If I pass the same code to https://godbolt.org, select x86-64 gcc-11.1
and options -O3 -march=haswell
, I get the following assembly code:
.L3:
vmovaps ymm1, YMMWORD PTR [rbp-4112+rax]
vaddps ymm0, ymm1, YMMWORD PTR [rbp-8208+rax]
vmovaps YMMWORD PTR [rbp-8240], ymm1
vmovaps YMMWORD PTR [rbp-8208+rax], ymm0
add rax, 32
cmp rax, 4096
jne .L3
One surprising thing is the different address handling, but the thing that confuses me completely is the additional store to [rbp-8240]
. This location is never used again, as far as I can see.
If I select gcc 7.5
on godbolt, the superfluous store disappears (but from 8.1 upwards, it is produced).
So my questions are:
Thanks a lot for your help!
The difference-maker is -fpie
, which is on by default in most distros but not Godbolt. This doesn't make a lot of sense, but compilers are complex pieces of machinery, not "smart".
It's not specific to -march=haswell
or AVX either; the same difference happens with just -O3
.
Godbolt configures GCC with simpler options than distros, e.g. without default-pie, and without -fstack-protector-strong
. To match Godbolt locally, use at least -fno-pie -no-pie -fno-stack-protector
. There might be others I'm forgetting about.
IDK why this would trigger or avoid a missed-optimization, but I can confirm it does on my Arch GNU/Linux system with GCC 11.1.
Locally with gcc -O3 -march=haswell -fno-stack-protector -fno-pie
(and -masm=intel -S -o- vec.c | less
) it matches Godbolt:
.L3:
vmovaps ymm1, YMMWORD PTR [rbp-4112+rax]
vaddps ymm0, ymm1, YMMWORD PTR [rbp-8208+rax]

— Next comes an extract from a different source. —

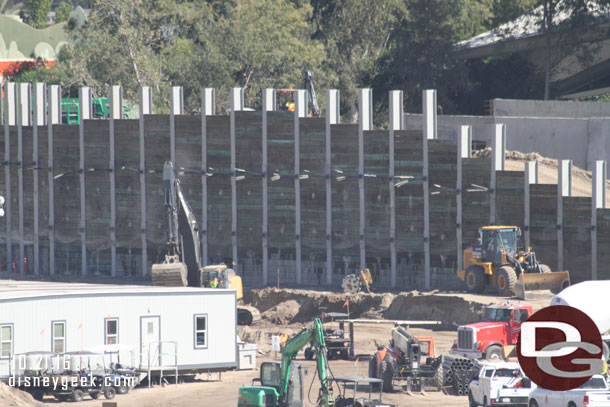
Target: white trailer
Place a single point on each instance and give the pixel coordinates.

vmovaps YMMWORD PTR [rbp-8240], ymm1
vmovaps YMMWORD PTR [rbp-8208+rax], ymm0
add rax, 32
cmp rax, 4096
jne .L3
But with distro-configured GCC defaults from -O3 -march=haswell
:
.L3:
vmovaps ymm1, YMMWORD PTR [r12]
vaddps ymm0, ymm1, YMMWORD PTR [rax]
add r12, 32
add rax, 32
vmovaps YMMWORD PTR -32[r12], ymm0
cmp r12, r13
jne .L3
The same missed-opt happens without -march=haswell
; we get a movaps XMMWORD PTR [rsp], xmm1
store to a fixed address inside the loop. (Since GCC doesn't need to over-align the stack to spill a 32-byte vector, it didn't use RBP as a frame pointer.)
For no apparent reason, using -fpie
on the Godbolt compiler explorer gets GCC to use two pointer increments instead of indexed addressing modes, also avoiding the redundant store. (Making the same asm you get locally). -fpie
forces GCC to do that for arrays in static storage (because [arr + rax]
would require the symbol address as a 32-bit absolute: 32-bit absolute addresses no longer allowed in x86-64 Linux?)
You can and should report this on GCC's bugzilla with the keyword "missed-optimization".